Predicting response to cancer chemotherapy: the role of p53.

Loss of wild-type p53 activity is thought to be a major predictor of failure to respond to radiotherapy and chemotherapy in various human cancers. This assumption is largely based on some cell-death studies in p53-knockout mice and on correlations of p53 status assessed by immunochemistry or single-strand conformational polymorphism (SSCP) analysis, and responses to therapy in human cancers in vivo. In principle, p53 may enhance chemosensitivity by promoting apoptosis via transcription-independent mechanisms as well as transcriptional activation of proapoptotic genes such as bax and transcriptional repression of antiapoptotic genes such as bcl-2. Drug-induced suicide mediated by the CD95/CD95 ligand system may also involve a p53-controlled pathway.

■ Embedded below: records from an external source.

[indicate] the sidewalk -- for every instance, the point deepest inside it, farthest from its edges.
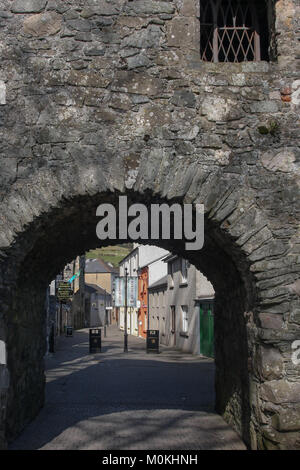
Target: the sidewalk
(116, 400)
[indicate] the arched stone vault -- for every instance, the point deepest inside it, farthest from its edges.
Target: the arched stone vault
(111, 99)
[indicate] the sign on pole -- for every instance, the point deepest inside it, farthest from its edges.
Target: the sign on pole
(132, 291)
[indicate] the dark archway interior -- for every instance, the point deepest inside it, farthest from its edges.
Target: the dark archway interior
(58, 237)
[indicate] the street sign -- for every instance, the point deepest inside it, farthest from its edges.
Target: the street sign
(132, 291)
(64, 291)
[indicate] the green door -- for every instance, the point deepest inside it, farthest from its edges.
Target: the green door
(206, 329)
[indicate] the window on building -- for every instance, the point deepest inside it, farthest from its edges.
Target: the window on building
(171, 272)
(184, 319)
(184, 270)
(234, 30)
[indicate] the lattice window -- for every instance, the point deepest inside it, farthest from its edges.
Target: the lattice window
(231, 30)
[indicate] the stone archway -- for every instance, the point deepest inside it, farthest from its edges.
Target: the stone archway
(114, 100)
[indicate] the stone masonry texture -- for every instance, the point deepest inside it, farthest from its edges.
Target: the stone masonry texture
(101, 98)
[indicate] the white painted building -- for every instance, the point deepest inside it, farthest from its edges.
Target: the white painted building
(141, 255)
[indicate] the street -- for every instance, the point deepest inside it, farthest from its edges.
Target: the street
(133, 401)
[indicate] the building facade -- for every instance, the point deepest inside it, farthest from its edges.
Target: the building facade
(176, 303)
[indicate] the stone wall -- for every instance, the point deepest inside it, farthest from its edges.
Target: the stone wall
(104, 98)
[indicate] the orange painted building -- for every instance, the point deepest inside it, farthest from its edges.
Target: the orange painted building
(143, 283)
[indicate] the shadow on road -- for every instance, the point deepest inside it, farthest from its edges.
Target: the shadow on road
(123, 401)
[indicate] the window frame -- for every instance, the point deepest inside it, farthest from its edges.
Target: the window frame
(216, 46)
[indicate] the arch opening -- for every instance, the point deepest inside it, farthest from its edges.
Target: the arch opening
(55, 238)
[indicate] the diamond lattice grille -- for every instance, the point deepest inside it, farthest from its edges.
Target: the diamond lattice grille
(229, 31)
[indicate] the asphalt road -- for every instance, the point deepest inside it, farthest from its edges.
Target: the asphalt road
(134, 401)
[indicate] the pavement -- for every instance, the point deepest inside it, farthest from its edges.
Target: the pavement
(126, 401)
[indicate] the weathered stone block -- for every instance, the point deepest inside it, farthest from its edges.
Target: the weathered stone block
(287, 419)
(138, 83)
(182, 32)
(269, 320)
(184, 98)
(43, 24)
(149, 37)
(28, 6)
(280, 391)
(87, 79)
(138, 61)
(264, 107)
(270, 363)
(283, 160)
(149, 7)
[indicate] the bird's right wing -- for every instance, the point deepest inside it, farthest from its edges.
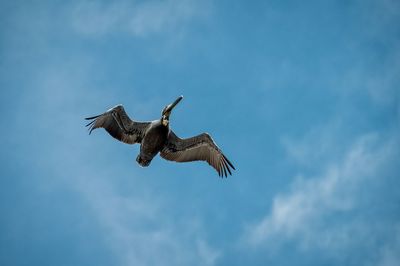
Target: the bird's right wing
(198, 148)
(118, 124)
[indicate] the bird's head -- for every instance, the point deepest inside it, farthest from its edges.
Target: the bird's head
(167, 111)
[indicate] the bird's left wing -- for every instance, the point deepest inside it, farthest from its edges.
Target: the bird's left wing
(118, 124)
(198, 148)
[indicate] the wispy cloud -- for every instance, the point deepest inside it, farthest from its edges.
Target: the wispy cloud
(139, 18)
(305, 214)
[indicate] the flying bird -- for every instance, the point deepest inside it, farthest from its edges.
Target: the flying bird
(156, 137)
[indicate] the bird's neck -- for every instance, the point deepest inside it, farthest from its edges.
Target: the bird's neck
(164, 121)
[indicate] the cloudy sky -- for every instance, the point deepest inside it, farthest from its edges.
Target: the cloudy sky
(303, 97)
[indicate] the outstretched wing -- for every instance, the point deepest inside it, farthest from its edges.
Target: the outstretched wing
(118, 124)
(198, 148)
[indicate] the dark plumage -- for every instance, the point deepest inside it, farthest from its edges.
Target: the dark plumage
(156, 136)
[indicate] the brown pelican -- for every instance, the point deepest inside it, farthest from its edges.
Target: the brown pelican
(156, 137)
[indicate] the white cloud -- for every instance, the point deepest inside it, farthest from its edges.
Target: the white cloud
(139, 227)
(139, 18)
(303, 214)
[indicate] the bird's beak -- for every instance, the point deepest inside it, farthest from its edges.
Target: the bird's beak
(172, 105)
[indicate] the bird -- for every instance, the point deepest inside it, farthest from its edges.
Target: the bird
(157, 137)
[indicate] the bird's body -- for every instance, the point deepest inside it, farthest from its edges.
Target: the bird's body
(153, 142)
(157, 137)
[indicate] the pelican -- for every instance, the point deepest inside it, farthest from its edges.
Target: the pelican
(156, 137)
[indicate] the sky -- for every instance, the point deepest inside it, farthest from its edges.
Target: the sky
(302, 96)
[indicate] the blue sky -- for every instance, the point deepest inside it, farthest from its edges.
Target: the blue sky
(303, 97)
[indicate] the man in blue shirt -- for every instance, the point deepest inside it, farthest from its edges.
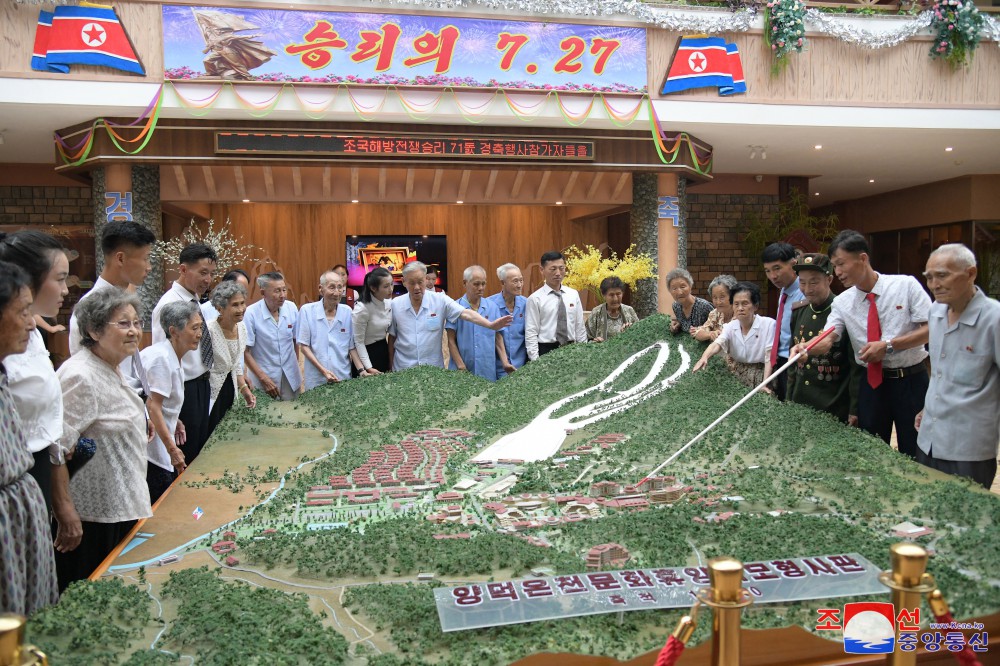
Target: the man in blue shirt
(272, 354)
(418, 319)
(779, 261)
(510, 301)
(472, 347)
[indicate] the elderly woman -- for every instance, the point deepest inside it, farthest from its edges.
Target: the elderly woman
(32, 379)
(372, 317)
(688, 309)
(229, 341)
(719, 289)
(610, 317)
(103, 415)
(27, 570)
(181, 322)
(746, 339)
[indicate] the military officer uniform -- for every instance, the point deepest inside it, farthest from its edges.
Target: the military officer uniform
(828, 383)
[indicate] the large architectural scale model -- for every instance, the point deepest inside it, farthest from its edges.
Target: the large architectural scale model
(318, 531)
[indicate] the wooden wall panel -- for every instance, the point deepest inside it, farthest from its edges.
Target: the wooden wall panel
(832, 72)
(305, 239)
(142, 21)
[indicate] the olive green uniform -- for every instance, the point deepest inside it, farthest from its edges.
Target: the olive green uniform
(827, 383)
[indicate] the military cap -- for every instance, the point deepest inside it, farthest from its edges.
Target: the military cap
(814, 262)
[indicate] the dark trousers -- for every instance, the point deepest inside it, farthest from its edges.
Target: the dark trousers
(99, 539)
(980, 471)
(41, 471)
(546, 347)
(896, 401)
(157, 480)
(780, 383)
(194, 416)
(223, 403)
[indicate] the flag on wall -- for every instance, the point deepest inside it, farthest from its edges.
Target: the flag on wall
(87, 34)
(703, 62)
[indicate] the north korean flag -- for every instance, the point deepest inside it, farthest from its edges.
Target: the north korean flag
(39, 63)
(699, 62)
(91, 35)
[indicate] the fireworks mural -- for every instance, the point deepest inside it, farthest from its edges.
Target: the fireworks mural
(218, 43)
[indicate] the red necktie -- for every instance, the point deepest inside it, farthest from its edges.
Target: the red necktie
(777, 332)
(874, 335)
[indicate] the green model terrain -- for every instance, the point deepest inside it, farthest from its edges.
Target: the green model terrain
(800, 484)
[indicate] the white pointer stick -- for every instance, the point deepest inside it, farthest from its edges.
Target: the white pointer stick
(732, 409)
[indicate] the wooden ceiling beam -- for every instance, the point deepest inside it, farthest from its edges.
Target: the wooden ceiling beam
(268, 182)
(209, 181)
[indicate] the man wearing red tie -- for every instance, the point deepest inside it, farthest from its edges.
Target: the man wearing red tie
(886, 318)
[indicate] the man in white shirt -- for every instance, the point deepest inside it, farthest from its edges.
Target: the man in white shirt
(554, 313)
(126, 247)
(197, 267)
(418, 320)
(886, 317)
(272, 354)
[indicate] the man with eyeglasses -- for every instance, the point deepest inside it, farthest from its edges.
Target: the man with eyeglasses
(510, 302)
(196, 270)
(554, 313)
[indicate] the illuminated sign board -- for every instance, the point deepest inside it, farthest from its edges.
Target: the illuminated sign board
(385, 145)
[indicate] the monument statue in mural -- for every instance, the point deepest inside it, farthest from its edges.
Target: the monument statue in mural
(231, 55)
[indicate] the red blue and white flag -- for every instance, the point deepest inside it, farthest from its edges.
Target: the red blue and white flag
(38, 60)
(89, 34)
(703, 62)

Yet, p53 may decrease chemosensitivity by promoting p21-mediated and p21-independent growth arrest, DNA repair, and differentiation, and by enhancing the transcription of antiapoptotic genes such as bcl-x. Cell-culture work indicates that the effects of altering the p53 status on chemosensitivity depend very much on the cellular context. Disruption of p53 function in otherwise normal, nonneoplastic cells may enhance rather than decrease chemosensitivity. However, targeted p53 gene disruption in some cell types obtained from p53-knockout mice results in enhanced rather than decreased sensitivity, e.g., to irradiation. Transformed cells that have retained wild-type p53 function tend to acquire chemoresistance when p53 function is disabled, with few exceptions. Thus, preexisting molecular alterations or consecutive accumulation of molecular alterations after loss of p53 rather than the loss of wild-type p53 activity per se may confer chemoresistence to tumor cells. Moreover, p53 accumulation resulting from the increased half-life of mutant p53 proteins can act as a gain-of-function mutation, presumably as a consequence of multiple protein-protein interactions. Finally, significant tumor cell-type- and drug-specific patterns of modulation of chemosensitivity by p53 are beginning to emerge. Transfer of wild-type p53 genes into tumor cells commonly induces growth arrest but may render these cells relatively more resistant to most chemotherapeutic drugs. Therefore, careful experimental in vitro and in vivo studies are required before chemotherapy-supported p53 gene therapy for human cancer is introduced into clinical practice.